Erik Lie of the University of Iowa gets the credit for identifying, in a 2005 research paper, a systemic pattern by companies to assign a grant date that coincides with the lowest share price that month, thereby manipulating the option exercise price to immediately maximize the value of the option grant. Lie suggested that as many as 2000 companies may have backdated stock options. His paper prompted an investigation by the SEC, Department of Justice, IRS, and the audit regulator the Public Company Accounting Oversight Board (PCAOB).
Erickson and the authors explain that, per SFAS 123, an accounting standard, “in-the-money” stock options should have been disclosed, in the financial statement footnotes, as compensation expense. According to research firm Audit Analytics, the stock option backdating investigations resulted in 153 restatements of previously issued financial statements by companies during 2006 and 2007 because companies failed to properly disclose this compensation expense. The stock market reacted negatively to these restatements. This reaction provides, according to a study in 2009 by Gennaro Bernile and Gregg Jarrell, an estimate of the size of agency costs—unanticipated management opportunism arising from poorly governed companies.
Audit Analytics also says only 13 cases were filed against auditors for giving bad advice and only four auditor settlements exceeded one million dollars. Booth Professor Emeritus Roman Weil, and his co-author Jennifer Milliron, argue in a chapter of the Handbook of Litigation Services that the financial illiteracy of executives, lawyers, and auditors with regard to stock option accounting and disclosure rules during the period leading up to Lie’s discovery, while regrettable, is understandable. “The courts should not expect anyone to have followed ‘rules’ that the accounting profession failed to clarify.”
Weil and Milliron scoured the accounting guidance and literature on stock option accounting and auditing and found that for “as-of” grants—those granted with a date prior to the actual grant date—the accounting literature failed to clearly define the technical terms “date of grant” and “measurement date” until 2006. They defend senior executives from “charges of known or reckless behavior with respect to accounting issues” because executives, especially in the technology industry where the practice was prevalent, generally lacked focus on Generally Accepted Accounting Principles (GAAP) during the years when the practice was common. The ambiguity of the accounting rules didn't help.
But should we let auditors, in particular, off the hook so easily? Every Big Four audit firm made millions in additional consulting fees as forensic accounting investigators hired by law firms to investigate stock option backdating issues. In a recent blog post, venture capitalist Ben Horowitz says everyone knew auditors advised on and blessed the stock option backdating approaches that eventually resulted in civil and sometimes criminal penalties.

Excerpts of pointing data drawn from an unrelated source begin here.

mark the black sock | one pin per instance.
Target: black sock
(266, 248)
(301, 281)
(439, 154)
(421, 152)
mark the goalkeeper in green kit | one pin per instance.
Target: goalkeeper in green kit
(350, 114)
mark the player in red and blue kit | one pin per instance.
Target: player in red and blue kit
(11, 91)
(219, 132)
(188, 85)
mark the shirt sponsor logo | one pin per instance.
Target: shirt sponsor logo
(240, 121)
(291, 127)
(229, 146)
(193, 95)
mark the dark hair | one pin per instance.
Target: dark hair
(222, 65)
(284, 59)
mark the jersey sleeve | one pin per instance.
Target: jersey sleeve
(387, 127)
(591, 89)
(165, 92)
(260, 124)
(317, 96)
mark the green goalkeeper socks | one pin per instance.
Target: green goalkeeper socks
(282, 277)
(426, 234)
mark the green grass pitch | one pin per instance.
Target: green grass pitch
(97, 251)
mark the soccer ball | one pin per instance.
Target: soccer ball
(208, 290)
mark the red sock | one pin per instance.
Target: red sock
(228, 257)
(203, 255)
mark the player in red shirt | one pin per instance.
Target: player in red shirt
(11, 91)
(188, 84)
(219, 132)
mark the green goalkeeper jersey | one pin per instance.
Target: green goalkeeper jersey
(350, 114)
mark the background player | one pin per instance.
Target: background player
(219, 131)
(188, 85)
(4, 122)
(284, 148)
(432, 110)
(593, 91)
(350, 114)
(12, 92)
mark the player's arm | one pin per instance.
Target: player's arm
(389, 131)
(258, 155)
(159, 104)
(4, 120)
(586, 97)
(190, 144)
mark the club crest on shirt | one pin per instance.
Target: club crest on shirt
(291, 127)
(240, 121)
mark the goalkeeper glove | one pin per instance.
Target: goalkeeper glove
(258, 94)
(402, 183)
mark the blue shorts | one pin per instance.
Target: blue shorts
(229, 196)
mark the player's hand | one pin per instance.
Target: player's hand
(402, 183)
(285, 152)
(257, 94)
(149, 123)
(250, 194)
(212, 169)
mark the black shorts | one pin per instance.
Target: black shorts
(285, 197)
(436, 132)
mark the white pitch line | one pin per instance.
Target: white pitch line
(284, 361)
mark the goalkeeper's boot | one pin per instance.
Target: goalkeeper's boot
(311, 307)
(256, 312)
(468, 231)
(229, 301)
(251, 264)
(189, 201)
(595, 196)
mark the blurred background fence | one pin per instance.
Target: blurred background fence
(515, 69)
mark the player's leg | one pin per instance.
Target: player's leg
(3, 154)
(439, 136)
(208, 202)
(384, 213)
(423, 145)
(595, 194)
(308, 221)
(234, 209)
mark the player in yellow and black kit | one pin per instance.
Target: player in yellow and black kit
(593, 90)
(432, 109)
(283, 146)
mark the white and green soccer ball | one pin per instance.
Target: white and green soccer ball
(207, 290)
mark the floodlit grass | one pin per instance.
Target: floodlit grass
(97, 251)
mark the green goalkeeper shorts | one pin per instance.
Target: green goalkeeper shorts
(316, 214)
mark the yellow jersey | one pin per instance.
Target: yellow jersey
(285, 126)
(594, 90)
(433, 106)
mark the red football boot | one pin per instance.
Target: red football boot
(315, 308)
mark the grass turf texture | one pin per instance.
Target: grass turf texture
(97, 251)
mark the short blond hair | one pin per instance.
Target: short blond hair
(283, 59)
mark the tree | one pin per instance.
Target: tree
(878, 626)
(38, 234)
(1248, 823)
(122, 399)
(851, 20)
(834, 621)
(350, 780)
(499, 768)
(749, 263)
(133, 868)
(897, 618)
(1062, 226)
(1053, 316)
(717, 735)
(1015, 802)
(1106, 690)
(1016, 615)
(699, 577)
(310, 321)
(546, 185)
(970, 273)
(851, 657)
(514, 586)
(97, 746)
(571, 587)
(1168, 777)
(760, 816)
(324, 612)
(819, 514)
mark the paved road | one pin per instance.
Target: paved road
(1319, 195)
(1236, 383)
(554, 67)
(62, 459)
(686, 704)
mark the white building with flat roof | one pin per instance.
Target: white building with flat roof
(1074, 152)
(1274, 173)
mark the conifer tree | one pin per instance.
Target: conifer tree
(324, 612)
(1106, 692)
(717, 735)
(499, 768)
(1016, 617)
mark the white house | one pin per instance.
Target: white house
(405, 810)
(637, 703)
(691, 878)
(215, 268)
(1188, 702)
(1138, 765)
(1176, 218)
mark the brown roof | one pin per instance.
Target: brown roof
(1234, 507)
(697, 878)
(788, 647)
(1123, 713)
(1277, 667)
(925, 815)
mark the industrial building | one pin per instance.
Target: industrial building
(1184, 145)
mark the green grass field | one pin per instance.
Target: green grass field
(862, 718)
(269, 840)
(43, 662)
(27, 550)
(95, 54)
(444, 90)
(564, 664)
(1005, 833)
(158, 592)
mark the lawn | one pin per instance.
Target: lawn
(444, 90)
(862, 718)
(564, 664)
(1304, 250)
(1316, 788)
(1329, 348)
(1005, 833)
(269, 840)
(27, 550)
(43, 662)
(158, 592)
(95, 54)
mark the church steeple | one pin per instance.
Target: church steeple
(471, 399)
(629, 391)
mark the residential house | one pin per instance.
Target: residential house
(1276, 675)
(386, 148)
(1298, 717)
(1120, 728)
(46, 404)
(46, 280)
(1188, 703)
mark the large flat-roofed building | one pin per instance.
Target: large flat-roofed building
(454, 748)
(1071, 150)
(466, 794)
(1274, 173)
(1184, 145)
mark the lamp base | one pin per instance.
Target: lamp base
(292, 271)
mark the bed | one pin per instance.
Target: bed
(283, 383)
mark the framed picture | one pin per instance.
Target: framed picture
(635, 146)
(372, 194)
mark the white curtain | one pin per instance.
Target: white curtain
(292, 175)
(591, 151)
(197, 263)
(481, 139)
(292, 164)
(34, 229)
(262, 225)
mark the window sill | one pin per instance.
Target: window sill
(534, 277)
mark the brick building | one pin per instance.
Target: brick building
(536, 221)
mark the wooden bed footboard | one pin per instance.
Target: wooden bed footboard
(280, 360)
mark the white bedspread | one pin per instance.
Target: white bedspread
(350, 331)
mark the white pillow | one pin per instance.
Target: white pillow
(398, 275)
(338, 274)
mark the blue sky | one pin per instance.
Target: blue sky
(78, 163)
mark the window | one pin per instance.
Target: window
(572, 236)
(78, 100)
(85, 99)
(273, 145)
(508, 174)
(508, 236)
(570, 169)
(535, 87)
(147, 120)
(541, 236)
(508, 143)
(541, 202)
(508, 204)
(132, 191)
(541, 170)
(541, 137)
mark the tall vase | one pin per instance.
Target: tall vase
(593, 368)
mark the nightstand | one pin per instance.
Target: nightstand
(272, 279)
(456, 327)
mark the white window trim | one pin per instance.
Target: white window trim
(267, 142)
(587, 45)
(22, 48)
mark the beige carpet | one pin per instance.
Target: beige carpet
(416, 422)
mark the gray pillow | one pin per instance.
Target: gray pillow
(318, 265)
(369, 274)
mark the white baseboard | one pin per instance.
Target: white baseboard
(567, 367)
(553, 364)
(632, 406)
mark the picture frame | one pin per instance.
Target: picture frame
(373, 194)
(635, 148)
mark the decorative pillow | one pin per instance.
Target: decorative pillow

Some law firms, like McDermott Will & Emery, warned audit firms as early as in 2006 that claims against them were coming. “Often it is the auditing firms that provide advice concerning issuance of stock options and related tax ramifications. Moreover, auditors review and opine on the financial statements of public companies quarterly and annually.” McDermott advised auditors to steer clear of involvement in internal investigations of the backdating issues if the auditor played any part in designing, approving, or implementing the plans in question.
The Sarbanes-Oxley Act of 2002 changed the reporting requirements for stock option grants. Corporate insiders now have to report grants and exercises in two days rather than ten. If options are backdated by more than two days, it will appear as if the grants are being reported late. It’s now impossible to materially juice the value of the option grant through backdating without inviting suspicion. New backdating of grant dates, and exercise dates, has almost disappeared now that the window of opportunity has narrowed.